Kegiatan yang berlangsung di Ruang Pertemuan RSUD Nganjuk ini menghadirkan Narasumber Dokter Spesialis Kedokteran Jiwa, dr. Fendy Hardyanto, Sp.KJ, M.Kes. Peserta sosialisasi terdiri dari jajaran dokter umum, perawat, serta bidan dari berbagai unit pelayanan di lingkungan RSUD Nganjuk.
Acara dimulai dengan sesi pre-test untuk mengukur sejauh mana pemahaman awal para tenaga kesehatan terkait penanganan risiko bunuh diri. Dalam paparannya, dr.
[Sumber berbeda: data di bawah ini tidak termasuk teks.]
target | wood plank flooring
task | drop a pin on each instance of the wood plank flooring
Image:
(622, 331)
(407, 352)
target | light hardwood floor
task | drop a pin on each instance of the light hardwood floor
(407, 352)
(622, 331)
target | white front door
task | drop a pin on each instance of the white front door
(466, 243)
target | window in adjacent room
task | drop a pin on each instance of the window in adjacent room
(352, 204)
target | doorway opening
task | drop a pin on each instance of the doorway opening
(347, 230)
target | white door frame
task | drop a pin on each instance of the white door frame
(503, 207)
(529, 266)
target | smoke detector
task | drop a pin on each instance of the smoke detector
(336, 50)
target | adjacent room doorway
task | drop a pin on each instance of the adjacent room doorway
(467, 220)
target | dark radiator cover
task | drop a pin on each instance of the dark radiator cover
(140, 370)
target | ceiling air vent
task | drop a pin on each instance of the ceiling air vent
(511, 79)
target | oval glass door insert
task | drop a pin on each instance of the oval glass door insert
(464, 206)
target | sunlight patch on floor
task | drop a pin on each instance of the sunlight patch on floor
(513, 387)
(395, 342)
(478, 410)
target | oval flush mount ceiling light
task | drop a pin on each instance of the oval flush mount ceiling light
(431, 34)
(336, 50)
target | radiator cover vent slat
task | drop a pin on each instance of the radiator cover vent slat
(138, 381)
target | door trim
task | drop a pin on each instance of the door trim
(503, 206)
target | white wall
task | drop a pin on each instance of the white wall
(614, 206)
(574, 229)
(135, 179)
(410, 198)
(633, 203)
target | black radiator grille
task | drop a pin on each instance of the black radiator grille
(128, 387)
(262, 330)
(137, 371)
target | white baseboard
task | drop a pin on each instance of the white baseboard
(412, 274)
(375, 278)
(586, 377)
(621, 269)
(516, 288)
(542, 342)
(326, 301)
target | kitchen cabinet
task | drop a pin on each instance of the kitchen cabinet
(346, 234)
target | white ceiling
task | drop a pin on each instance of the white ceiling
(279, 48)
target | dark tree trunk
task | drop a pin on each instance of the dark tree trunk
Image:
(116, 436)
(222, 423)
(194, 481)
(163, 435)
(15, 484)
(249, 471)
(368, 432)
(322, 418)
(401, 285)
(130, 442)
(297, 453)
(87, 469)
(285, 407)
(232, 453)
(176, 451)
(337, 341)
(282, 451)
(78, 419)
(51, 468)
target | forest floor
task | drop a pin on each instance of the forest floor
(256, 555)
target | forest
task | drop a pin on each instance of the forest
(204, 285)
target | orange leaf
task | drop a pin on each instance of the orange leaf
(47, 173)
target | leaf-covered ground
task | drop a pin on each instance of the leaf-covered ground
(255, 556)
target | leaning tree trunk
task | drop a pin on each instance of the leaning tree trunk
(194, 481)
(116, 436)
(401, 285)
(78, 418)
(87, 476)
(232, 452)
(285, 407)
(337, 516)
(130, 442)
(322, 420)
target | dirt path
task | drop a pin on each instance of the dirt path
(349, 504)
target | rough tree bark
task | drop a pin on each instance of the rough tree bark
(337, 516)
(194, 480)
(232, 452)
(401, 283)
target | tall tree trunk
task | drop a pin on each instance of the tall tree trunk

Fendy menekankan bahwa tenaga kesehatan adalah garda terdepan yang harus mampu melakukan deteksi dini, kunci utama penyelamatan nyawa dalam kasus ini adalah deteksi dini. Beliau menjelaskan secara detail tanda-tanda peringatan (warning signs) yang sering kali muncul pada pasien dengan risiko bunuh diri. "Mengenali tanda-tanda awal pasien yang memiliki kecenderungan melukai diri sendiri sangat krusial. Ketepatan kita dalam mengidentifikasi sinyal tersebut dapat menyelamatkan nyawa," ujar dr. Fendy.
Selain teori skrining / deteksi dini, para peserta juga dibekali dengan Pengkajian Pencegahan Pasien Risiko Bunuh Diri & Perilaku Melukai Diri Sendiri, Tata Laksana yaitu Prosedur medis yang harus segera diambil, Kewaspadaan dan Keselamatan Pasien dalam Upaya Pencegahan Kejadian Bunuh Diri dan Perilaku Melukai Diri Sendiri di Rumah Sakit, Pendokumentasian Hasil Skrining dan Intervensi Secara Lengkap Dan Benar.
Antusiasme peserta terlihat jelas saat sesi diskusi berlangsung. Para dokter, perawat, dan bidan aktif aktif berdiskusi dan berbagi pengalaman nyata mengenai penanganan kasus-kasus sulit yang pernah mereka temui di lapangan. Pertukaran pengalaman ini memperkaya wawasan praktis peserta dalam menyusun solusi terbaik rencana tindakan yang paling aman bagi pasien sesuai standar operasional prosedur (SOP) yang berlaku.
Kegiatan diakhiri dengan sesi post-test untuk memastikan adanya peningkatan pemahaman setelah materi diberikan. Melalui sosialisasi ini, RSUD Nganjuk berharap dapat menciptakan sinergi yang lebih kuat antar tenaga kesehatan lintas disiplin.
Dengan peningkatan kompetensi ini, RSUD Nganjuk berkomitmen untuk terus memberikan penanganan yang optimal dan komprehensif, demi mewujudkan pelayanan kesehatan yang lebih aman dan berkualitas bagi seluruh masyarakat Nganjuk.